Previously I blogged about how Virginia attorney Clifford Shoemaker, counsel for a litigant claiming harm from vaccines, sent an abusive subpoena to blogger Kathleen Seidel at Neurodiversity in an apparent attempt to chill her criticism of his litigation campaign. Here's an update to restore a bit of your faith in the legal system.
First, Kathleen Seidel reports that the public interest law group Public Citizen stepped in to represent her in connection with her attempt to quash the subpoena. That was major trouble for Shoemaker, as Public Citizen has substantial credibility and would draw a lot of attention to her arguments that the subpoena was calculated to retaliate against her for writing about Shoemaker.
Second, Seidel also reports that Shoemaker went even further, hitting a Harvard professor and former members of the Immunization Safety Review Committee of the Institute of Medicine (IOM) with a subpoena, apparently in an attempt to attack the credibility of that organization's conclusions about vaccine safety.

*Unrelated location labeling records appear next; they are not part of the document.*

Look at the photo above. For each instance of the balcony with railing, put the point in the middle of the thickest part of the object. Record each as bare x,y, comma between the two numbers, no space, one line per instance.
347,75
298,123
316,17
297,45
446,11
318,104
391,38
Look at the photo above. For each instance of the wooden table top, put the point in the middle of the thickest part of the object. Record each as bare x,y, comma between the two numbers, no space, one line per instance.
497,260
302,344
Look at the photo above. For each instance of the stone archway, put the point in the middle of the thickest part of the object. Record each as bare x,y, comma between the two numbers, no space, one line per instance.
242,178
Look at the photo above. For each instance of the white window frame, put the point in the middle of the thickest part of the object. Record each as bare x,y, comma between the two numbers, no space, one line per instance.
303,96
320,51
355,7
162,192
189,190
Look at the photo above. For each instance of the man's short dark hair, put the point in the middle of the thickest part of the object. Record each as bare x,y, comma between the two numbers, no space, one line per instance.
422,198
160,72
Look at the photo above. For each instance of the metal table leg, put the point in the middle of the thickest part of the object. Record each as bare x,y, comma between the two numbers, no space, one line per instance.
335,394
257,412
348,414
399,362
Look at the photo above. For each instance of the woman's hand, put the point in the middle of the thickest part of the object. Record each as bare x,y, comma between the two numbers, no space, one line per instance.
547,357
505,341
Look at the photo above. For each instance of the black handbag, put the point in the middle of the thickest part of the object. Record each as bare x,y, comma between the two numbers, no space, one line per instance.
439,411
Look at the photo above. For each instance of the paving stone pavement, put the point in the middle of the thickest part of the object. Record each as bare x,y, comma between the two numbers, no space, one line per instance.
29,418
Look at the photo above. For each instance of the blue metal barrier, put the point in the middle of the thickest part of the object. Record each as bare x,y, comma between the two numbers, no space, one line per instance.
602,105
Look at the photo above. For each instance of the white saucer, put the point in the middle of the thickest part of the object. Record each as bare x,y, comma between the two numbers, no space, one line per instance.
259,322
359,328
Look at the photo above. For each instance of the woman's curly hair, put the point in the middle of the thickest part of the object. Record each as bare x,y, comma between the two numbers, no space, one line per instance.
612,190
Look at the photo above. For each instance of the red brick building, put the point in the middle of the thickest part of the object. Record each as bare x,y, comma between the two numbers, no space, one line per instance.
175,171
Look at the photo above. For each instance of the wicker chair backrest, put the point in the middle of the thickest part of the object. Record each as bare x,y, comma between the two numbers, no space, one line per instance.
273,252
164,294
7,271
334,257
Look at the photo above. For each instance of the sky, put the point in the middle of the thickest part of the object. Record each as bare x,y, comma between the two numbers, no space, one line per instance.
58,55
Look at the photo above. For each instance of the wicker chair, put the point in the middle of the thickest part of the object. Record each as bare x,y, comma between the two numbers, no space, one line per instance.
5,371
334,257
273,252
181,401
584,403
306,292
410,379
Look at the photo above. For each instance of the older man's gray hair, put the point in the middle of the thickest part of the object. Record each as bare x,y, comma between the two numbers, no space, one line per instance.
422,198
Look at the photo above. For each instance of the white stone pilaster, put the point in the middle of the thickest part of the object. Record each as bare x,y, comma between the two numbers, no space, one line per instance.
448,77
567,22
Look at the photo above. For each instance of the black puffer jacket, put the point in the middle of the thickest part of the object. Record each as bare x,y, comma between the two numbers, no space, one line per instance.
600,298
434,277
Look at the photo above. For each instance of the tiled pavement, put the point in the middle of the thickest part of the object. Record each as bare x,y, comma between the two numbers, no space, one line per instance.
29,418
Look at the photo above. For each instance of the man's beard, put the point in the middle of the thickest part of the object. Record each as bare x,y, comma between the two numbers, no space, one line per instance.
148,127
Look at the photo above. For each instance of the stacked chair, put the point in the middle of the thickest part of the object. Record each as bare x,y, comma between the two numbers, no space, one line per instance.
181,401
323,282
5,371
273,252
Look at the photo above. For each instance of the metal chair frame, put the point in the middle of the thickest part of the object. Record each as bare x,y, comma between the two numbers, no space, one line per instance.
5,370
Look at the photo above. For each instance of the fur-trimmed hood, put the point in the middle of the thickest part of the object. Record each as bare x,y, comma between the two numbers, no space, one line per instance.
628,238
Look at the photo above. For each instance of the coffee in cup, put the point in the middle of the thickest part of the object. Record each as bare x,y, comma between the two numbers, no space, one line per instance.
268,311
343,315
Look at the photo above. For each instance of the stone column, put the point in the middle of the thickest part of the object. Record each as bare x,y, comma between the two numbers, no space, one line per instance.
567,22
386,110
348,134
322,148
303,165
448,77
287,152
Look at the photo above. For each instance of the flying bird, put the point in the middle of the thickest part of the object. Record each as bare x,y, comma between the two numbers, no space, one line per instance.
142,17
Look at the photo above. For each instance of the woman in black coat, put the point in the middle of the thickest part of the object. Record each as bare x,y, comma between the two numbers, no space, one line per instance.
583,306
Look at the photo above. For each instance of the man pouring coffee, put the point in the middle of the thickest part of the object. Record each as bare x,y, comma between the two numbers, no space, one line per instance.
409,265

Once again, the professor is not a party to the case; she just has the misfortune to have said something publically that a thuggish lawyer doesn't like.
Third, here's the good news: the judge quashed the subpoena and ordered Shoemaker to show cause why he should not be sanctioned under Rule 11. That's a fairly unusual and grave step in federal court. Shoemaker is in trouble. If he's sanctioned for this, the sanctions will probably be reported to his State Bar. It's not clear to me, but it appears that the court may have issued the order based on Seidel's pro se motion to quash, which is quite a coup — and a humiliation for Shoemaker.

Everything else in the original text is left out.